Repercussão – Durante uma apresentação realizada em frente ao Museu Nacional da República, em Brasília, em julho de 2017, Maikon foi interrompido e detido por policiais militares. Segundo a PM, o Sesc, que produziu o evento, “não adotou os cuidados necessários para que a classificação indicativa de 16 anos fosse respeitada”. Acusado de censura, o governo do Distrito Federal pediu desculpas ao artista e o convidou para retornar à capital federal em outra oportunidade, para concluir a performance.
‘Transbordação’
Proposta – Criada por Dora Smék, mestre em Artes Visuais pela Unicamp, a obra é apresentada por mulheres que se candidatam, voluntariamente, a urinar nas calças em frente ao público. Segundo Smék, “encarar o descontrole fisiológico nos coloca em contato direto com a vulnerabilidade acentuada do corpo nas fases extremas da vida”. E, por isso, “o ato de urinar deixa de ser simplesmente uma necessidade fisiológica e passa a ser uma experiência poética”.
Repercussão – Aqui, a bomba caiu no colo do Sesc, que exibiu a estreia da performance, em setembro de 2016, na sua unidade do bairro do Bom Retiro, em São Paulo. Afinal, o “Sistema S” é mantido com contribuições que incidem sobre a folha salarial das empresas (e podem ser consideradas dinheiro público).
‘Máfia’
Proposta – Nesta intervenção, definida como um ‘manifesto político criativo’, artistas do grupo Desvio Coletivo escolhem fotos de parlamentares que votaram pelo impeachment de Dilma Roussef e vão para a rua cuspir nelas diante dos transeuntes. “O objetivo da performance é a criminalização do homem público no Brasil.
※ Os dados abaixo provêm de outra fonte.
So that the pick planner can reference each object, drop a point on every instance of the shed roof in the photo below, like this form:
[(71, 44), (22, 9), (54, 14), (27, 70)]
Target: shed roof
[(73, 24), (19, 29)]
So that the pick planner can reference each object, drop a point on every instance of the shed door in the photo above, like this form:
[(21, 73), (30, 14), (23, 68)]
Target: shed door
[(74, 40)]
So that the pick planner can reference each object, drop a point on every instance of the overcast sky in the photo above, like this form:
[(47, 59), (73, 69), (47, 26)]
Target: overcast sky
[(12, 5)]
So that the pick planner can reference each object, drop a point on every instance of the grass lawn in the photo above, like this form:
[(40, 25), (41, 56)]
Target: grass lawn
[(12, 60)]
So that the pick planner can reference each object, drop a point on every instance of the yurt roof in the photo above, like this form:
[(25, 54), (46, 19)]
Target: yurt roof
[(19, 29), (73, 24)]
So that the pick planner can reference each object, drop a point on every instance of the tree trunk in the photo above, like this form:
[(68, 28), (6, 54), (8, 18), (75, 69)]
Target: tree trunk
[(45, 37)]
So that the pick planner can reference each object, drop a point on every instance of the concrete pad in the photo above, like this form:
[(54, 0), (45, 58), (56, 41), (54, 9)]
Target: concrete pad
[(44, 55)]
É uma reação à hipocrisia da votação, em que deputados envolvidos em crimes de corrupção estavam votando para o fim da corrupção”, diz Marcos Bulhões, um dos diretores artísticos da performance.
Repercussão – Priscila Toscano, também diretora da intervenção, não ficou exatamente nua na Avenida Paulista, onde o ato aconteceu, em abril de 2016. Mas, usando um vestido, ela tirou a calcinha e urinou e defecou na imagem de Jair Bolsonaro. A cena, gravada em vídeo, circulou pela internet e levantou discussões sobre a liberdade artística nos espaços públicos. Após o ocorrido, Toscano passou a ser convidada para se apresentar no exterior e, em uma entrevista ao site Catraca Livre, afirmou: “Caguei e cagaria novamente”.